UN peacekeeping chief Jean-Marie Guehenno asked to brief the council amid fears of a new explosion of violence following the massacre of around 160 refugees from the DRC in neighbouring Burundi last week.
"We are concerned about public statements by leading officials and military personnel in the area about a possible intention to retaliate," UN spokesperson Fred Eckhard said.
"We have put our people on alert. We have limited means, of course, but we have deployed additional troops to the border area," he told a news conference in New York.
Eckhard said Guehenno had given a telephone briefing Tuesday evening to UN Secretary-General Kofi Annan, who earlier this week asked the council to more than double the size of the UN peacekeeping force in the DRC.
He said the United Nations was "taking all possible pre-emptive measures to avert a potential crisis."

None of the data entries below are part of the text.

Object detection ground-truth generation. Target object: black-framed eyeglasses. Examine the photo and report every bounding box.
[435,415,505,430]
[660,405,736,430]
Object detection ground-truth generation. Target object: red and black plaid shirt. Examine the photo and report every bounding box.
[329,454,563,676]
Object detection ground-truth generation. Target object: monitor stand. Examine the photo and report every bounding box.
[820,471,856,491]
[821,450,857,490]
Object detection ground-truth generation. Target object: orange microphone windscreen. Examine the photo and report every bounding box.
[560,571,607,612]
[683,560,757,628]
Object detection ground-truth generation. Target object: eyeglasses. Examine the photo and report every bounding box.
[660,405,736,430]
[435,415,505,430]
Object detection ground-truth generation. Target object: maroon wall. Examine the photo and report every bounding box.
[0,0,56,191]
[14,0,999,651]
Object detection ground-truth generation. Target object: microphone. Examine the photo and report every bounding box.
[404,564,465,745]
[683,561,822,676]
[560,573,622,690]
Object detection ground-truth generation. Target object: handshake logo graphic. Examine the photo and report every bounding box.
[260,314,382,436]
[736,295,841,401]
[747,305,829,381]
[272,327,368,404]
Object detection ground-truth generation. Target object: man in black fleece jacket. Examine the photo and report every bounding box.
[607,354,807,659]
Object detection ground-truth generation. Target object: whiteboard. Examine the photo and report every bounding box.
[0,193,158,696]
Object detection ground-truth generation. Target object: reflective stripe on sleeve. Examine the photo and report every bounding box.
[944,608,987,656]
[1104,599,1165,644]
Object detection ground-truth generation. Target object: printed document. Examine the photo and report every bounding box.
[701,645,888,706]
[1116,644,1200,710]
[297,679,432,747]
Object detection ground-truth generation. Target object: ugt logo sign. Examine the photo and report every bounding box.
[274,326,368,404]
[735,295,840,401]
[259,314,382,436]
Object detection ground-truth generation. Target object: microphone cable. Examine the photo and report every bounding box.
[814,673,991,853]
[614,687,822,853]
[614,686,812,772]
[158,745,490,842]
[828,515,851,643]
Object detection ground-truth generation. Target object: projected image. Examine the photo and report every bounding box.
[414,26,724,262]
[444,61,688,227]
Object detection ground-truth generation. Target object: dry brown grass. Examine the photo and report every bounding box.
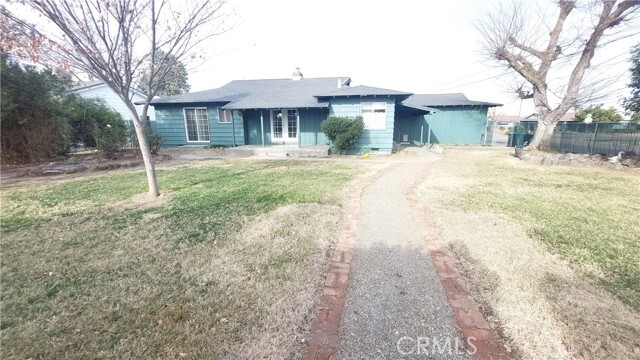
[181,203,340,359]
[419,147,640,359]
[1,160,364,359]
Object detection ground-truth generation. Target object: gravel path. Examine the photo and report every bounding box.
[334,153,470,359]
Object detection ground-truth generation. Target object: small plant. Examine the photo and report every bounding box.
[145,127,163,155]
[320,116,365,154]
[94,118,127,158]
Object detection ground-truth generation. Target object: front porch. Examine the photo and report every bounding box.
[224,144,330,158]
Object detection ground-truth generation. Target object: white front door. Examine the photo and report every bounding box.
[271,109,298,142]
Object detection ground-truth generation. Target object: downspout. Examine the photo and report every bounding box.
[231,110,237,147]
[420,114,424,146]
[260,110,265,148]
[426,113,432,149]
[483,110,489,146]
[297,109,301,148]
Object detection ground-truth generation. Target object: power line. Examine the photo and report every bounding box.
[433,71,511,92]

Responsibility for last week's killings at Gatumba camp in Burundi, just across the border from the DRC, has been claimed by the last active Hutu rebel group in Burundi, the National Liberation Forces.
But authorities in the region, as well as survivors, say DRC forces and Rwandan extremist Hutu militias took part. Most of the victims were rival ethnic Tutsis.
Rwanda and Burundi, both on the border of the vast DRC, have threatened retaliation over the massacre. – Sapa-AFP.